Doğalgaz ‘büyük kurtarıcı’ mı?
Orhan Bursalı: Berat Bey, o koltukta oturalı beri, hiçbir zaman gerçeği görmeyi tercih etmemiş, bunun yerine gelecekte hayallerini sanki bugünkü olgularmış gibi bize satmayı tercih etmiştir. Müthiş bir hayal taciri!
Ne küçümserim ne abartırım. Bazı okurlar “Bir sen kaldın petrol üzerine yazmayan, neden susuyorsun”, diye mesaj atıyor. Bilgi üzerinde toz dumanın, sis ve alacakaranlığın olduğu bir konuda yazmak kolay ve doğru değil. Önce anlamaya çalışacaksın.
“Sis dağıldı mı ki oturdun yazıyorsun”, diye sorabilirsiniz. Hayır. Ama bir başlangıç yapmak gerek.
Öncelikle, doğalgazın bulunması sevindiricidir. Hiç tartışmasız. Bu ülkenin malıdır, refahına katkı sağlayacaktır, kim bulursa bulsun. Bu açıklamadan sonra olaya girebiliriz.
Propaganda ile gerçek
İki durum yaşadık, yaşıyoruz. İlki Cumhuriyet’in, açıklamanın yapıldığı gün manşetten doğru olarak duyurduğu gibi, Tuna Deltası’nda, hükümetin Sakarya olarak anlamlı bir isim vermeyi tercih ettiği bölgede doğalgaz yatağına rastlanıldı. Herhalde sismik araştırmalardan elde edilen verilere de dayanarak, 320 milyar metreküplük bir rezerv tahmini yapıldı. Bölgede yeni yataklar bulunur mu, bilmiyoruz.

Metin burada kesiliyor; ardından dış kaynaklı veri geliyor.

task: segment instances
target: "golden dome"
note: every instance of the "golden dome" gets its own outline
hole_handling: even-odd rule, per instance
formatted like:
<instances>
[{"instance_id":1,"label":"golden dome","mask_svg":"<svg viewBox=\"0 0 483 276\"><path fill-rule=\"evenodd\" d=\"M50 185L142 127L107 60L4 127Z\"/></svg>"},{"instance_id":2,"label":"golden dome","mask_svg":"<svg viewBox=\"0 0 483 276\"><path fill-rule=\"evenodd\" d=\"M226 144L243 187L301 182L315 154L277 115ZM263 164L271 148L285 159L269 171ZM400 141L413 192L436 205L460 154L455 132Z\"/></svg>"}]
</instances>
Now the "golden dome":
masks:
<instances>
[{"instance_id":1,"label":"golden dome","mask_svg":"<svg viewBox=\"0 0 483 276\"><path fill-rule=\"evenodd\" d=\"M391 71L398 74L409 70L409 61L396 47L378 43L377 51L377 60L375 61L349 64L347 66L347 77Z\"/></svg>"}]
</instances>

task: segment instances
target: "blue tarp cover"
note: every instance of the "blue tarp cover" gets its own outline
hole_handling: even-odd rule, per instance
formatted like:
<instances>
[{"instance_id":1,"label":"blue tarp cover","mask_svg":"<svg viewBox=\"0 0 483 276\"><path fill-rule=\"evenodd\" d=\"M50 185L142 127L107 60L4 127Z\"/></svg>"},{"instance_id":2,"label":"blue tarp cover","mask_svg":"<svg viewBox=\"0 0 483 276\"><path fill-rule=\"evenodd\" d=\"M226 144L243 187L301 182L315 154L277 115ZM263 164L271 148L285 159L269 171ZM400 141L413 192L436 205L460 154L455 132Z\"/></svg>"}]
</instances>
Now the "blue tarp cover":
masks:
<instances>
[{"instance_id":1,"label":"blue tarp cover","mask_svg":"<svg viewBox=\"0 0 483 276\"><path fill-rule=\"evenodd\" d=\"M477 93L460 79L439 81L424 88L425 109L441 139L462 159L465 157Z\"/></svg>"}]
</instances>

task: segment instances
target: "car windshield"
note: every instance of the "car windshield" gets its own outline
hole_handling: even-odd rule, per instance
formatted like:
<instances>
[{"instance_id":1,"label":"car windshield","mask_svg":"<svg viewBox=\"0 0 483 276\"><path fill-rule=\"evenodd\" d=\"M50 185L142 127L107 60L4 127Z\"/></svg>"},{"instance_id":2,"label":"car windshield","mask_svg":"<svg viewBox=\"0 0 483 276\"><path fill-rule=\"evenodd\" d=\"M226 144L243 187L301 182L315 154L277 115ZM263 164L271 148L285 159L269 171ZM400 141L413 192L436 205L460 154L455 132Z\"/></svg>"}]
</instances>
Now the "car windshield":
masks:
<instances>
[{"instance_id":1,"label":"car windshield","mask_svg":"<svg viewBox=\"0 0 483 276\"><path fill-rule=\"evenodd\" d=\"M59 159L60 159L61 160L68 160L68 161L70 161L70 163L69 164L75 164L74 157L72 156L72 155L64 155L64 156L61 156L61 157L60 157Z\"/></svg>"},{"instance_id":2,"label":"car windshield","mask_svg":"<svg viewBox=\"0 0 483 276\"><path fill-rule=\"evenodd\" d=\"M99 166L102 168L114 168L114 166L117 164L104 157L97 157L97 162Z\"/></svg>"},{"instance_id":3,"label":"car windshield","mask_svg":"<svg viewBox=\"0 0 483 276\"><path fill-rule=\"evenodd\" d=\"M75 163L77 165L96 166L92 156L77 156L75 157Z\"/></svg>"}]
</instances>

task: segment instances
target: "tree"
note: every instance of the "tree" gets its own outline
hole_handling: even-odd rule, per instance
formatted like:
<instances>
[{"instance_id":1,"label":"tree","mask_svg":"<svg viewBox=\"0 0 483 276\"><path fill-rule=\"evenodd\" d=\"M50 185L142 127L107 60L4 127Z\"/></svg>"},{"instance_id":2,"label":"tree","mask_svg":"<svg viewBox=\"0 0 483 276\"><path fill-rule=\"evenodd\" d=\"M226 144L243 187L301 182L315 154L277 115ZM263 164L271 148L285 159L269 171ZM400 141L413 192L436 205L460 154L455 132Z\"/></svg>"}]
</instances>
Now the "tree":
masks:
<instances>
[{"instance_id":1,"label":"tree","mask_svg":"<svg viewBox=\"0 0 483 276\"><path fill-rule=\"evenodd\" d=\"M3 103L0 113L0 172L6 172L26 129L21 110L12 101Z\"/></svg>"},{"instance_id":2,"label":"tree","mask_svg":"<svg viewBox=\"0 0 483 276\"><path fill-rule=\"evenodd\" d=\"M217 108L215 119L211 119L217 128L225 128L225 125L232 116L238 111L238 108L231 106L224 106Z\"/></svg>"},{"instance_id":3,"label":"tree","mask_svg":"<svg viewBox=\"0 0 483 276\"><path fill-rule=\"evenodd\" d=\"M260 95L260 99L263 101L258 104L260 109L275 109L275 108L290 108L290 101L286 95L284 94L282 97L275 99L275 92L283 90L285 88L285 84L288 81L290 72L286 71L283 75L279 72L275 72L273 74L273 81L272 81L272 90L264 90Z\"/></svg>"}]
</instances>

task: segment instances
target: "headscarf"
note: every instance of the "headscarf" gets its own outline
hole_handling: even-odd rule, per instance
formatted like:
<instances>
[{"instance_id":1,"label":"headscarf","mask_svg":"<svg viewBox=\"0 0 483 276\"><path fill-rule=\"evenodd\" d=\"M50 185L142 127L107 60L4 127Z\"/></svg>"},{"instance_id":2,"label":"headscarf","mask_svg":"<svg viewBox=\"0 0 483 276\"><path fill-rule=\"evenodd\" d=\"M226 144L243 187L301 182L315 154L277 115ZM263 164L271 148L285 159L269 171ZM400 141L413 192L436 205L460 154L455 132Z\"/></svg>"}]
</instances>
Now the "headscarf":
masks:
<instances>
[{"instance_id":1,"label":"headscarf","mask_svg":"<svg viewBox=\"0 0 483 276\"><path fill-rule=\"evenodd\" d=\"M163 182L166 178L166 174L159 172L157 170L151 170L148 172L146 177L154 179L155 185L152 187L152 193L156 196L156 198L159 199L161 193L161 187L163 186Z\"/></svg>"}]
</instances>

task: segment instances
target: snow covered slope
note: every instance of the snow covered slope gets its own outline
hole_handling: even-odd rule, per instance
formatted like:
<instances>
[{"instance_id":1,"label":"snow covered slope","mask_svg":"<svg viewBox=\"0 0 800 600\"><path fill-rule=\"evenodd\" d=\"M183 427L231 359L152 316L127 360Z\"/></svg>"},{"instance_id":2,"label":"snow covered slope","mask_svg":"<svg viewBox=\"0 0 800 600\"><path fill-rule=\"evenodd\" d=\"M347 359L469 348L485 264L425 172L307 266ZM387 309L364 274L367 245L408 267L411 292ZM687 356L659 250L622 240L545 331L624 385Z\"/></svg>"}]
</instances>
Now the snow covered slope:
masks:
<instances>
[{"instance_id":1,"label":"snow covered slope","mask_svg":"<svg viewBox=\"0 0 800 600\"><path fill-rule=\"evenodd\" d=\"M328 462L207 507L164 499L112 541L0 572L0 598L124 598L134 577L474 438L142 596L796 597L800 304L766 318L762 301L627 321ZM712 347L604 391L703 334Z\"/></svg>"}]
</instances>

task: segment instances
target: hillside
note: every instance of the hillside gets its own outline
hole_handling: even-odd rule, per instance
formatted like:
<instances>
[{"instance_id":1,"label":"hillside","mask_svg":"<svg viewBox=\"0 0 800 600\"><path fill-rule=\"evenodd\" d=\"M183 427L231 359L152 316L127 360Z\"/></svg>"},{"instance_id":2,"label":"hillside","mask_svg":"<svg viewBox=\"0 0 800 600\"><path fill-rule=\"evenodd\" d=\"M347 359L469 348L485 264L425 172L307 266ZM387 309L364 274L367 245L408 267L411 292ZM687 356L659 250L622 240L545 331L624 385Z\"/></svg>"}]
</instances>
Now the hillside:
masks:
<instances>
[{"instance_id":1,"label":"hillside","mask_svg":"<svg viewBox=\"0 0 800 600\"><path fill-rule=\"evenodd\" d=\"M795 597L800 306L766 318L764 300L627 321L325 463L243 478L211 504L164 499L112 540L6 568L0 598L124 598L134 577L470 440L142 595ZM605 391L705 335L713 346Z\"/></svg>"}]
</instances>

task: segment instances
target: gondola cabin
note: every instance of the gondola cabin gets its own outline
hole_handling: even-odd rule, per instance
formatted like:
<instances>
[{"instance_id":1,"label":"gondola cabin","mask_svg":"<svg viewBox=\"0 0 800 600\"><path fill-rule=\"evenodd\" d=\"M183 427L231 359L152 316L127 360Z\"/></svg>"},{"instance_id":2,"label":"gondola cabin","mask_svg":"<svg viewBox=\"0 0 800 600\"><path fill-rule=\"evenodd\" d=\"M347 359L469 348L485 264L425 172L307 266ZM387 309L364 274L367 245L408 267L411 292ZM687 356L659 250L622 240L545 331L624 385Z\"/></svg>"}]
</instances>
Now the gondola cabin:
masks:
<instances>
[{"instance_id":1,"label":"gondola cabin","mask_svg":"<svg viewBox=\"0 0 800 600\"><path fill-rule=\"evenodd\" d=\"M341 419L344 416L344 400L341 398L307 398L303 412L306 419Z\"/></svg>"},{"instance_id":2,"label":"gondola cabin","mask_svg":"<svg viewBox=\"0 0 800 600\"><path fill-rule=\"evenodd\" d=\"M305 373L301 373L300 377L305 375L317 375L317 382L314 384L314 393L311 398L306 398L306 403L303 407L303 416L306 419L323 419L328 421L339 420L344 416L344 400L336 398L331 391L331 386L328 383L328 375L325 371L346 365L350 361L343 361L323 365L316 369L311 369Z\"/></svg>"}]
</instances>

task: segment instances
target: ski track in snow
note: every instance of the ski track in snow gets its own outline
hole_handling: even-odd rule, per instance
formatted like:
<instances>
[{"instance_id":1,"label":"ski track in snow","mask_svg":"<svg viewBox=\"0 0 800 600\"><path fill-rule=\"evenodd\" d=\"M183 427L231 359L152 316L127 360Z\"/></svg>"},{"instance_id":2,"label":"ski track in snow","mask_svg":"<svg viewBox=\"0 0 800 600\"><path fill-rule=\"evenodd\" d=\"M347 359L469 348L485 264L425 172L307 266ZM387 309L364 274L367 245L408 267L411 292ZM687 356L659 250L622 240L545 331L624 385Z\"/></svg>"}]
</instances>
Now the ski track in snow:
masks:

Hükümetin epey makul ölçülerde tuttuğu rezerv üzerine daha sonra açık artırmaya çıkıldı adeta! Bazı petrol uzmanları 85 milyarlık bir varlıktan bahsetti. Neye ve hangi verilere dayanarak bunu ileri sürdü bilmiyoruz, çünkü Uluslararası Enerji Ajansı Direktörü Fatih Birol’a bu soruyu soran olmadı. Fatih Birol’un elinde özel bilgiler mi var hükümette olmayan? Hükümete fazlasıyla şirin görünmek, destek çıkmak veya kendine bir yeni siyasi gelecek tasarladığı için mi veya Türkiye’nin kendine özgüvenini artırmak için mi bu açıklamayı yaptı, bilmiyoruz.
Hükümetin 50-60 milyar dolar açıklaması ile Birol’un 85 milyar dolar açıklaması arasında büyük bir fark var. Öyle ki Cumhurbaşkanı bile, inşallah yeni yataklar da buluruz ve yüksek miktarlara ulaşırız deme gereğini duydu.
İkinci durum, bu doğalgazla Türkiye artık eksen değiştirdi, yani köşeyi döndü, bundan sonra artık Türkiye küresel enerji oyuncusu oldu, biçiminde, hükümet cenahından, özellikle Berat Albayrak’tan gelen yüksek gerilimli, en üst düzeyden siyasi açıklamalar..
Pembe dizi kahramanı
Öyle ki Berat Bey, 4-5 yıl sonrası için tüketiciye müjde vermeyi de ihmal etmiyor: Doğalgaz fiyatlarını tabii ki düşüreceğiz!
Berat Bey, o koltukta oturalı beri, hiçbir zaman gerçeği görmeyi tercih etmemiş, bunun yerine gelecekte hayallerini sanki bugünkü olgularmış gibi bize satmayı tercih etmiştir. Müthiş bir hayal taciri!
Berat Bey olmasa, Amiral Battı’nın ekonomi üzerine millete sattığı ekonomi pembe dizileri de olmayacak ve sayfaları boş kalacak.
Berat Bey’in ağzından bugüne kadar, ekonomik kriz, işsizlik, pahalılık, zam, işten çıkarmalar vb. üzerine tek laf duydunuz mu?
Görevi ülkeye ve ekonomiye gaz vermek. Bu görevi doğrusu büyük bir başarıyla yerine getiriyor.
Şimdi bu gazı, doğalgaz üzerine çeşitlemeleriyle sürdürüyor.
Ülkenin, ekonominin buna ihtiyacı var. Reel ekonomi yerini, hayal ekonomisine bırakmış durumda.
İlginç olan, doğalgazın “büyük kurtarıcı” olarak takdim edilmesi. Bu gaz Türkiye’nin dişinin kovuğuna yeter mi, tartışmalı.. Hele çalışın biraz daha, yeni yataklar bulun, şöyle 1 trilyon metreküp kesin rezervlere doğru yol alın...
18 yıl sonra derin kriz
Ayrıca doğalgaz üzerine yapılan propagandanın büyüklüğünün, ekonominin zorlukları ve krizlerinin büyüklüğü ile doğru orantılı olduğunu da anımsatırım.
Doğalgaz mı kurtaracak bizi, yoksa akıl, fikir, yenilik, ekonominin bilimsel yönetimi, ülke kaynaklarının çok akılcı kılı kırk yararak kullanılması, saydamlık, liyakat, demokrasi ve ülke birliği mi?
18 yıldır geldikleri nokta, derin krizdir.
Bol bol akan paraları har vurup harman savurdukları, taşa toprağa ve yandaşlara gömdükleri ağustosböceği zamanları geçince, şimdi “doğalgaz” umut ve kurtarıcı oldu. Sanki tek çareleri gibi duruyor ortada.
O kaynaklar doğru ve akılcı kullanılsaydı, bulunan gaz şimdi Türkiye için çerez olurdu!